# Basic Probability

### Fall 2013

#### T / Th, 9:35 - 10:55 am

Instructor

Will Perkins

wperkins3@math.gatech.edu

Office: Skiles 017

Office Hours: Thursday 11 am - 1pm, or by appointment

Topics
• Sections: 1.1 - 1.5, 2.1, 2.3, 2.5, 3.1, 3.2, 3.5, 4.1
• Definitions:
1. Probability Space
2. Field, Sigma Field
3. Probability Measure
4. Conditional Probability
5. Independent Events
6. Random Variable
7. Distribution Function
8. Indicator Random Variable
9. Discrete Random Variable
10. Probability Mass Function
11. Continuous Random Variable
12. Probability Density Function
13. Random Vector
14. Joint Distribution Function
15. Independent Random Variables
16. Discrete Random Variables: Bernoulli, Poisson, Binomial, Geometric
17. Continuous Random Variables: Uniform, Normal, Exponential
• Theorems: 1.3.4, 1.3.5, 1.4.4, 2.1.6, 2.5.5, 4.2.3
• Sample Questions:
1. Are there random variables which are neither discrete nor continuous?
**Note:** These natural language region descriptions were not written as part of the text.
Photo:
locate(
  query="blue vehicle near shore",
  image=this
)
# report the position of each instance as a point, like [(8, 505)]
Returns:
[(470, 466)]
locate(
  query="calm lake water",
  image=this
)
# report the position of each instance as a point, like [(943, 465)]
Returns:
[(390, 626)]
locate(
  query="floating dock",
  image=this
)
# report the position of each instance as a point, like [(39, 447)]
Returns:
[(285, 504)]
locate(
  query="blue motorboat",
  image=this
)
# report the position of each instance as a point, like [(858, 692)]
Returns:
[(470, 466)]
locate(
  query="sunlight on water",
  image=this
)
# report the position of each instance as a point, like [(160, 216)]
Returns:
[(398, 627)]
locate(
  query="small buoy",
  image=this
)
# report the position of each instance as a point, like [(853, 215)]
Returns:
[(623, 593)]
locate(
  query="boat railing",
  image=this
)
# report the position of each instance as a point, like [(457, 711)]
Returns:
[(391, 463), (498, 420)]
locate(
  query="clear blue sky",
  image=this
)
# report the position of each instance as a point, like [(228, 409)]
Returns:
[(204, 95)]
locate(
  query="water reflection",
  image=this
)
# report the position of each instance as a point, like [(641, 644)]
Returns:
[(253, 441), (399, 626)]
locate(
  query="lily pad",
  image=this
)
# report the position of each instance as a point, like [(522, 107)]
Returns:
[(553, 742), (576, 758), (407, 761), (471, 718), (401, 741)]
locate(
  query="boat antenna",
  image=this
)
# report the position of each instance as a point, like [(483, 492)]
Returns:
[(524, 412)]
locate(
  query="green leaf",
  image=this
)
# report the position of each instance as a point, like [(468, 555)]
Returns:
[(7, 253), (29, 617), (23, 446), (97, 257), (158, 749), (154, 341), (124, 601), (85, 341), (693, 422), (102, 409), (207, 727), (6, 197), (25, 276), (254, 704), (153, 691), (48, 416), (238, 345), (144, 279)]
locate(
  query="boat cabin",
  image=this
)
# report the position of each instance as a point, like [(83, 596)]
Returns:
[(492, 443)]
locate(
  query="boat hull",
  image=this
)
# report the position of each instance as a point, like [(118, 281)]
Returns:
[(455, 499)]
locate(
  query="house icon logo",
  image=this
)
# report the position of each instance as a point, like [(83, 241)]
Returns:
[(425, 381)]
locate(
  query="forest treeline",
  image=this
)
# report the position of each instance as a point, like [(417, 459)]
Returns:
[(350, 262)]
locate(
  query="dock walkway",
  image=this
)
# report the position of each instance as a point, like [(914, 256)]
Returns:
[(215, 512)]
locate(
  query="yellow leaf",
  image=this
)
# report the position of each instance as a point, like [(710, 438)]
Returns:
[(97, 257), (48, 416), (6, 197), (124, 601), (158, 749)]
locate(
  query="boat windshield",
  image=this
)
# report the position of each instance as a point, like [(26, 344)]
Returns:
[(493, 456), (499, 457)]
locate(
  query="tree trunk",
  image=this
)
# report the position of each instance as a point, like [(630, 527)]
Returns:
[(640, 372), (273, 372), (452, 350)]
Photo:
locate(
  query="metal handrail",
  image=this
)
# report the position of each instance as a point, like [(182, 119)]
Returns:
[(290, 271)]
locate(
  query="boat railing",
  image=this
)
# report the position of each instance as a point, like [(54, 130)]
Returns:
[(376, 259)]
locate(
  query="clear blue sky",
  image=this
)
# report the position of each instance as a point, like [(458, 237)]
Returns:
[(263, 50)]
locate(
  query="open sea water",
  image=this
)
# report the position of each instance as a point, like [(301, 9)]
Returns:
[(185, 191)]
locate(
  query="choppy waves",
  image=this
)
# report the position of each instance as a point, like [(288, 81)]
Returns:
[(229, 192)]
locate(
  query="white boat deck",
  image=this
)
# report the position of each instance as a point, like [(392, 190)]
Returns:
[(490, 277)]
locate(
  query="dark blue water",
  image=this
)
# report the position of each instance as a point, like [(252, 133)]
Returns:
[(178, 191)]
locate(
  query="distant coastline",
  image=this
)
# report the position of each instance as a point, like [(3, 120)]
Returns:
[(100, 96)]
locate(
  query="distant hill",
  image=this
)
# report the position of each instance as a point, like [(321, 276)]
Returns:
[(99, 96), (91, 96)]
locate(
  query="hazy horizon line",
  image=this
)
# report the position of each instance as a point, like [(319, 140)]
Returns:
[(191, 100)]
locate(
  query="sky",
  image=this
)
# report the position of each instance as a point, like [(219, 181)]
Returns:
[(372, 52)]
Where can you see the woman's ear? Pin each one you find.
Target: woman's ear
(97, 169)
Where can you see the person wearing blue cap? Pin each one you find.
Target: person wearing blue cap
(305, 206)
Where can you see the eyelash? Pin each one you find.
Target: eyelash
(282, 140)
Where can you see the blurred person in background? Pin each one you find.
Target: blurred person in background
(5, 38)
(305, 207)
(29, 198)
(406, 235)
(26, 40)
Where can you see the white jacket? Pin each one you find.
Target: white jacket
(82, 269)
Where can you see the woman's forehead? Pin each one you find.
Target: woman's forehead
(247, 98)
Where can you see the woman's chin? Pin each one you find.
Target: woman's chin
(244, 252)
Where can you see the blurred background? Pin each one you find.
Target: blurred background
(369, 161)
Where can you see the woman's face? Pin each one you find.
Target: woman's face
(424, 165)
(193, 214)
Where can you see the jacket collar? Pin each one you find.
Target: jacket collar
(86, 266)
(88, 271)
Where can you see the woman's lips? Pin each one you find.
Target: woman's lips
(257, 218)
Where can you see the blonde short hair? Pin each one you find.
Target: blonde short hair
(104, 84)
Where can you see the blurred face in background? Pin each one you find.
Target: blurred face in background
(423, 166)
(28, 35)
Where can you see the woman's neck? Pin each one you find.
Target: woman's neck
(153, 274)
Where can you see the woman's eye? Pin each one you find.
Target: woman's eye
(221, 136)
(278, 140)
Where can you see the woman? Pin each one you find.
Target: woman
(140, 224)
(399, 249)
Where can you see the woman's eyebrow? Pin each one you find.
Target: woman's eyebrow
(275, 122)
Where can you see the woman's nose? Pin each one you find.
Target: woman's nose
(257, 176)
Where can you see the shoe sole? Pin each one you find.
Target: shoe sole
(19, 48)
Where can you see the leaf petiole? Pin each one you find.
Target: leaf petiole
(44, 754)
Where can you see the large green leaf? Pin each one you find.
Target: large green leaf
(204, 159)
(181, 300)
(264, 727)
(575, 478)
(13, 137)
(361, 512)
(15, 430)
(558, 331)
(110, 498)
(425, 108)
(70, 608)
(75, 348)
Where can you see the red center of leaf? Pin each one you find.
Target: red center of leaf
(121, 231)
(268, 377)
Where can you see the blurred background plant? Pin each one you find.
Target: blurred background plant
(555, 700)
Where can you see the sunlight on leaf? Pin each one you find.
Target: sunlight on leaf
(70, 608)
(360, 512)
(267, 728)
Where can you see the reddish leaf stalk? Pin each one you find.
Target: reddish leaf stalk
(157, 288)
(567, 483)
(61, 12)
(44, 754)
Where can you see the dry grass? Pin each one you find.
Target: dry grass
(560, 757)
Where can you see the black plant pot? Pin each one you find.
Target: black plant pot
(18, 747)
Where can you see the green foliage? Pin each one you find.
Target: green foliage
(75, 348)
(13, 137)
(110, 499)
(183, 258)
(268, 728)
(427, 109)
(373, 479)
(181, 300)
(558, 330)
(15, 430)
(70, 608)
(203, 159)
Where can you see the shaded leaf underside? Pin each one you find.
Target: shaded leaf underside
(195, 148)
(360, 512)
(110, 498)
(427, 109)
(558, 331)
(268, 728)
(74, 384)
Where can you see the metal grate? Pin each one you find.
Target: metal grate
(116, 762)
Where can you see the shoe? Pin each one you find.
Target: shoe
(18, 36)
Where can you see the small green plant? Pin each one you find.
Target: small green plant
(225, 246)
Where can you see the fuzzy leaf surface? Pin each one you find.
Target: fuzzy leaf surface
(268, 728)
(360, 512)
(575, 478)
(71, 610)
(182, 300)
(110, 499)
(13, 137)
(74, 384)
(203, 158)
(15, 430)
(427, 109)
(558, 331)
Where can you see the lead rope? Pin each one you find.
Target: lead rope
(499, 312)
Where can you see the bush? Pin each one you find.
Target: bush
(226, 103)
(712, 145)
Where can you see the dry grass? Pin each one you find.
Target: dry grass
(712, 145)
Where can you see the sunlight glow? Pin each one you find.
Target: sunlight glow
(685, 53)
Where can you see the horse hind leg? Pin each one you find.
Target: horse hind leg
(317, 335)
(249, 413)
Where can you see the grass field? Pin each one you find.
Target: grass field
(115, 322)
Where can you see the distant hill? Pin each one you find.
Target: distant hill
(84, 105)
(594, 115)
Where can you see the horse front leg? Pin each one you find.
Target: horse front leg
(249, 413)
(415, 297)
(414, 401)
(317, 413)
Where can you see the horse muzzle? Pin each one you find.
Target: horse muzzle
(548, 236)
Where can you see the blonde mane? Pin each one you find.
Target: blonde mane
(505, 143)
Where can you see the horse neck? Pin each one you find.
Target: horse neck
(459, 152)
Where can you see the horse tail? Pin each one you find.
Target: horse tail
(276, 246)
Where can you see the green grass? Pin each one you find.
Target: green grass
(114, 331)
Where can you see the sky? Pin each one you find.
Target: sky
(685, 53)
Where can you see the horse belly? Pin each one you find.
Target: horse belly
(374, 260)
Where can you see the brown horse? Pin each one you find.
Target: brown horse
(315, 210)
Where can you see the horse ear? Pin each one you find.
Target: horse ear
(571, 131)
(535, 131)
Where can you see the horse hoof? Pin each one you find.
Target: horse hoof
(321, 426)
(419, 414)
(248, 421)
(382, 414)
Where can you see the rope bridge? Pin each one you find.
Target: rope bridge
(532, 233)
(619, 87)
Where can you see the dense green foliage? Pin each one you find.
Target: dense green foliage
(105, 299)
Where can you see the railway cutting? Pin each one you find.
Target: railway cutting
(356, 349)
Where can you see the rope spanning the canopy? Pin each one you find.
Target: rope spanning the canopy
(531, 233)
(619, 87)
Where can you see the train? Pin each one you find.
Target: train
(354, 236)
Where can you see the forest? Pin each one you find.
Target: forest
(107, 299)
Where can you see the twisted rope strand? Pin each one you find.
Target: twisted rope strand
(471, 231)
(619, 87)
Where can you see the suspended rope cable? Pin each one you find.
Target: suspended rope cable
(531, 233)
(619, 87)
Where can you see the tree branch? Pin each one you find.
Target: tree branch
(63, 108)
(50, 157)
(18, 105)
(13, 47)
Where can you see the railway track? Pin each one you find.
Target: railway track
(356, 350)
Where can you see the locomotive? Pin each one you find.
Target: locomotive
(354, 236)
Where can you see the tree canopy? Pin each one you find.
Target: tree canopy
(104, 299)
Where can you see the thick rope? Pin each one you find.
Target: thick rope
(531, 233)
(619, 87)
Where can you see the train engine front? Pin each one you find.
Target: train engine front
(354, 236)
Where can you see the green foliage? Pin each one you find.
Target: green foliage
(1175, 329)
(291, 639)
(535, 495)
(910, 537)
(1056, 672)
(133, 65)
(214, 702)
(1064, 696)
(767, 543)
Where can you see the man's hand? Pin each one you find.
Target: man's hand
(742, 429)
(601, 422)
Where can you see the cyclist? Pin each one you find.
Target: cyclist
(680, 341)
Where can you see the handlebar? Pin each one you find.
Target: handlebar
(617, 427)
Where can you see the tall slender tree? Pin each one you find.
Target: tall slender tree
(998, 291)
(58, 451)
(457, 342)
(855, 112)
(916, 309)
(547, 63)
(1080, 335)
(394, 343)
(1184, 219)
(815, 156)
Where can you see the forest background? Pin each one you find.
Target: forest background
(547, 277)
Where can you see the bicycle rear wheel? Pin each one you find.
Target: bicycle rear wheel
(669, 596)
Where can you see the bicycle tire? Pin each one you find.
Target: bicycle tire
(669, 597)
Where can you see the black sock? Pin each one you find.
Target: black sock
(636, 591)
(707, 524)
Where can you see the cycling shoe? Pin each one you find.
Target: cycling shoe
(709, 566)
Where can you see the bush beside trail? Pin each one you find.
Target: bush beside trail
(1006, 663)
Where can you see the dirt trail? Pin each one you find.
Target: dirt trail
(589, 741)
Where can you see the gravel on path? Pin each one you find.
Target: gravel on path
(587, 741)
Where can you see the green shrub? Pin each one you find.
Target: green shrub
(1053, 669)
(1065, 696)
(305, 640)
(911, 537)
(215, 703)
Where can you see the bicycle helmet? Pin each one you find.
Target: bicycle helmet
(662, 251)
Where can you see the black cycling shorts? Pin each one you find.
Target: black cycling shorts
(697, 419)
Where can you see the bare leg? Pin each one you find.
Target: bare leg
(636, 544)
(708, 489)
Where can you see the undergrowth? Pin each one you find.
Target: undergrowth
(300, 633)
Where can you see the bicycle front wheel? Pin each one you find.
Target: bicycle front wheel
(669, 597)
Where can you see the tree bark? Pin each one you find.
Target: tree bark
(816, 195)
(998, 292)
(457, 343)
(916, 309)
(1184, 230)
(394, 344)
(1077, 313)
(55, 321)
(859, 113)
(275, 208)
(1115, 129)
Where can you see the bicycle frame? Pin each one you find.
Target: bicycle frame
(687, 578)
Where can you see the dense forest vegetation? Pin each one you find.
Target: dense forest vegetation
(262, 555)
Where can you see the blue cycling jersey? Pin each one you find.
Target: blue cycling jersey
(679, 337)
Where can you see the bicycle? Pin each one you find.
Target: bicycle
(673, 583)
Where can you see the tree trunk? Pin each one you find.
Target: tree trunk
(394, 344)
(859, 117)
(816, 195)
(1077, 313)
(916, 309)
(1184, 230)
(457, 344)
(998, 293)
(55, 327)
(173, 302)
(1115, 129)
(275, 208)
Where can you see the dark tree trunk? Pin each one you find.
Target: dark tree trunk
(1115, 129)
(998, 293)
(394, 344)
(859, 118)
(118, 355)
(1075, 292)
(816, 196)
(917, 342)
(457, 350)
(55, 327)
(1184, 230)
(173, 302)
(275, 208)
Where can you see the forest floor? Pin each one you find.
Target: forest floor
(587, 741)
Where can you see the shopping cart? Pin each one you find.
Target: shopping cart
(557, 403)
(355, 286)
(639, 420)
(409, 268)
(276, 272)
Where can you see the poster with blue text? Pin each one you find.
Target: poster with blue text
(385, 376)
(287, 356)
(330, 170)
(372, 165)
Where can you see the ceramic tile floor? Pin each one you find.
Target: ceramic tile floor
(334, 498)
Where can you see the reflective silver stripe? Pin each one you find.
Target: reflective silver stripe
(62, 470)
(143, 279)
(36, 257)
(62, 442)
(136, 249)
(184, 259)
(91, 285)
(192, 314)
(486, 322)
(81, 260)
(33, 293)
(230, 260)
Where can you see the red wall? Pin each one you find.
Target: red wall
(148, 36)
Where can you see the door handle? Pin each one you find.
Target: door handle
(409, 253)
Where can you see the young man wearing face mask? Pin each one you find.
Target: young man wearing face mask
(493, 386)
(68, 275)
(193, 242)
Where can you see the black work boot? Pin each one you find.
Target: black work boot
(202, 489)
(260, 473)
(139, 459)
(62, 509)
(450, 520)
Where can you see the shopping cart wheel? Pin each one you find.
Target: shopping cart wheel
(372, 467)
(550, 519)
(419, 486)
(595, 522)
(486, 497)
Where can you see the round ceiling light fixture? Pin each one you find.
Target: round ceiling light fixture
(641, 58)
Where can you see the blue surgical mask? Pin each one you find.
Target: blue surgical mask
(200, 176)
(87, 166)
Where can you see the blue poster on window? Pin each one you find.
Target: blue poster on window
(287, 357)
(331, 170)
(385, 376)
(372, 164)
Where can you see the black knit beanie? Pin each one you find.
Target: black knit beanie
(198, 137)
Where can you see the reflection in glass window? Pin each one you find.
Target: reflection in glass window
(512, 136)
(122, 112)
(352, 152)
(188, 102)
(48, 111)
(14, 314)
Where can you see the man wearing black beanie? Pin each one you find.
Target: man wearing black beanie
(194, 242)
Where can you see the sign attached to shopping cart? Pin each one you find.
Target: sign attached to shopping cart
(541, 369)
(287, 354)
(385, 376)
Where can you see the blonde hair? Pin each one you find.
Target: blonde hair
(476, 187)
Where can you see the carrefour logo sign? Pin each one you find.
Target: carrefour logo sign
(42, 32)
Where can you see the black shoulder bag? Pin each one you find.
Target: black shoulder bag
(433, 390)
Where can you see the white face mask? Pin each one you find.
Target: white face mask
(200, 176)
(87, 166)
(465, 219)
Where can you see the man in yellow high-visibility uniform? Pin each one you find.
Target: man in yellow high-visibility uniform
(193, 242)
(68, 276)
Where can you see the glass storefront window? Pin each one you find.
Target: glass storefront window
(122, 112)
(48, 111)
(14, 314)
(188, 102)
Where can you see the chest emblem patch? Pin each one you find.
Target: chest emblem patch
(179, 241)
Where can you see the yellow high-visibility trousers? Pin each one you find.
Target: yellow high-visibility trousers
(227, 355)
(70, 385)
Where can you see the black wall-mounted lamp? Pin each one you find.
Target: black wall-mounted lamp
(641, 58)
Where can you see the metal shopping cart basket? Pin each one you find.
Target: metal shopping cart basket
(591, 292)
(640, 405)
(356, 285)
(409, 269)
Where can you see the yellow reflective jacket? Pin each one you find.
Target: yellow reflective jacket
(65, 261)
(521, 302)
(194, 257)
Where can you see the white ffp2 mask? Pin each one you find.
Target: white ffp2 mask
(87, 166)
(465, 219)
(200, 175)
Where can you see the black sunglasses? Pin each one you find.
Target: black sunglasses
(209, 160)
If so, give an example.
2. Give an example of a field that is not a sigma field.
3. Show that the sum of two independent Poisson rv's is a Poisson.
4. Give an example of a collections of rv's that are pairwise independent but not jointly independent.
5. Calculate the probability that the sum of k independent exponential rv's with mean 1 is less than 1.
6. On the set of outcomes {1, 2, ... n} give three different sigma fields.
7. Say two probability spaces share the same outcome space and sigma field, but have different probability functions. Are the same events independent in both spaces? Why or why not?